Stylometry (see Wikipedia definition)
is the study of the unique linguistic styles and writing behaviors of individuals in order to determine authorship. Stylometry can be used to attribute authorship to anonymous or
disputed documents, and it has legal as well as academic and literary applications.
Stylometry has been used to determine (or narrow the possibilities of) the authorship of historic documents,
of ransom notes and other documents in forensics, etc.
Stylometry uses statistical analysis, pattern recognition, and artificial intelligence techniques.
For features, stylometry typically analyzes the text by using word frequencies and identifying patterns
in common parts of speech.
A paper and
MIT Thesis describe some existing systems.
A previous system was developed and tested, see Stylometry
Technical Paper (fall 2007) and associated slides. Also see Authentication Technical Paper (fall 2007) and associated slides.
A rather primitive feature extraction component was developed in C# (not of current value).
Since we will not be using the previously developed system, this is a new project rather than a continuation.
This project has two parts which can be done in parallel until completion of the first part.
Part 1 (two-three week duration)
Conduct a library and internet search to determine an interesting and unique application of stylometry for research.
Unique applications might include determining the age or gender of the author, verifying one's identity
in biometric applications (such as the identity of a student taking an online test), or determining email authorship.
A table enumerating all the possible applications of stylometry would be appropriate.
Unless otherwise determined, the focus this semester will be determining email authorship,
an area of forensic linguistics.
The DPS customer is particularly interested in creating stylometric profiles of a user
based on the user's social networking comments.
A profile from a networking site such as facebook can be scanned for comments from a user as
these comments are tagged with the authors name.
Emails from the same person can then be tested, with the existing system, against this profile for matching.
The software would scan html pages from a user profile, extract comments that follow the posting persons name,
and use these comments to build a sylometric profile of the user.
This stylometric profile could then be used to identify authors' of emails.
Emails and profile comments are both informal online forms of communication,
and the use of special characters may be similar in these two communication venues.
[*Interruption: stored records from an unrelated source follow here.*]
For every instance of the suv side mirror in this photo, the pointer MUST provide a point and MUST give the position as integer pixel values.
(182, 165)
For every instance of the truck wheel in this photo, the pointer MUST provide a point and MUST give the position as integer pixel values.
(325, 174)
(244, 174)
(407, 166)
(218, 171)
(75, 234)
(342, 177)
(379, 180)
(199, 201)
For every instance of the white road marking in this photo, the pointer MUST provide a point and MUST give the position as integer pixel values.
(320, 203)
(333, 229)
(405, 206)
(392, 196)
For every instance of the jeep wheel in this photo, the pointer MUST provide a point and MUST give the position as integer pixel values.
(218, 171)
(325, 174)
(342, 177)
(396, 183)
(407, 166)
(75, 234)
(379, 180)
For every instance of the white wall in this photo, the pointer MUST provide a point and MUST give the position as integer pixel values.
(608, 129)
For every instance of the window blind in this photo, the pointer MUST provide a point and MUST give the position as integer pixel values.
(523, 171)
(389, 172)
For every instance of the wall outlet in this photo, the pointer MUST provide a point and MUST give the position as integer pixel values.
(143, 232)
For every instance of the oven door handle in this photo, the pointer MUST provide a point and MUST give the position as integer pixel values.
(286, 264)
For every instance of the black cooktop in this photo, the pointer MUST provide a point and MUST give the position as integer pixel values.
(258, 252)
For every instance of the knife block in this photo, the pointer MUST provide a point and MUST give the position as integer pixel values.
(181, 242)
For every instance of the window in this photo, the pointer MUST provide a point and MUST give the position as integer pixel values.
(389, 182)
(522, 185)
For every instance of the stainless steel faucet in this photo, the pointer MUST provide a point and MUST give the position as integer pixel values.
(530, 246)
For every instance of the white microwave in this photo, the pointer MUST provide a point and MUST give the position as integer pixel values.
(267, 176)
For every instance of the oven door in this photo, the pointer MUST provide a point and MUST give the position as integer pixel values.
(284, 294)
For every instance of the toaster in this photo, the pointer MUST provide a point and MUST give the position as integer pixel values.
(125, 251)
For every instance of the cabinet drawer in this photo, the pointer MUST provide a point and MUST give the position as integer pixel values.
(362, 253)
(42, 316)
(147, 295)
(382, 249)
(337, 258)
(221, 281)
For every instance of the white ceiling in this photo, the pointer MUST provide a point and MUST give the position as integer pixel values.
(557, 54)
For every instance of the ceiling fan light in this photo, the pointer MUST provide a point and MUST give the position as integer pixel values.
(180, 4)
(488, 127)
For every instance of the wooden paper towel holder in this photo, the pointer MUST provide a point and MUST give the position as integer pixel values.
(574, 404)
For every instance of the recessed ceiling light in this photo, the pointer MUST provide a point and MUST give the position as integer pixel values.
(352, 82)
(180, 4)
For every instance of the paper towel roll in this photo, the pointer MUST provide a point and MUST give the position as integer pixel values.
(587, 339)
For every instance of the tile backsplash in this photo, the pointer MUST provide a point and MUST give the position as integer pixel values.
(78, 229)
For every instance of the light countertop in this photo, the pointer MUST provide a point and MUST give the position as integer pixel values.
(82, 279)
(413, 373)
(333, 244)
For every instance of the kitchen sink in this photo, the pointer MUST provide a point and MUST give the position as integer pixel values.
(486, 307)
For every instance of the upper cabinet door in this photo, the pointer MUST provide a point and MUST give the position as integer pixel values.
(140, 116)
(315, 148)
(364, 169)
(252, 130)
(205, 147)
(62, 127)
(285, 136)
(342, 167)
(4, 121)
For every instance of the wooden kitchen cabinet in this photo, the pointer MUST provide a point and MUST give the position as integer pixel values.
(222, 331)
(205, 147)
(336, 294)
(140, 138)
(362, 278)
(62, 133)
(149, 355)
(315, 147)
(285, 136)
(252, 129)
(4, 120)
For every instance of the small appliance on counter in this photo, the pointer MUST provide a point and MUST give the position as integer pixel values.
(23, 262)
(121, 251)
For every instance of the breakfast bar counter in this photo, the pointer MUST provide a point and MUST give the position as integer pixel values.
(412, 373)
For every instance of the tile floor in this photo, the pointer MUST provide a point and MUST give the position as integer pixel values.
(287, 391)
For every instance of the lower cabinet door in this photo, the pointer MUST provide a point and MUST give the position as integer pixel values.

This special application might require the coding of unique stylometry features to capture such things
as the usage of chatroom shorthand.
Build logical arguments why such software would be both valuable and unique,
and develop use cases to support the arguments.
Part 2 (full semester duration)
Develop a powerful stylometry system.
First, read the existing literature and check for the possibility of available existing software.
The system and experimental setup will have several components.
- Data collection will provide input to the system and, in this case, simply involves the collection of plaintext files.
- A feature extraction component calculates such measurements as the average word length, letter frequencies,
etc. To create a powerful stylometry system, use as many features as possible.
Divide the features into two categories: general features and those more specific to this application.
For ease of processing we will use a special Feature Data Format.
- A pattern classification component will estimate authorship (1 of n problem).
For simplicity and to demonstrate feasibilily we will use the nearest neighbor classifier.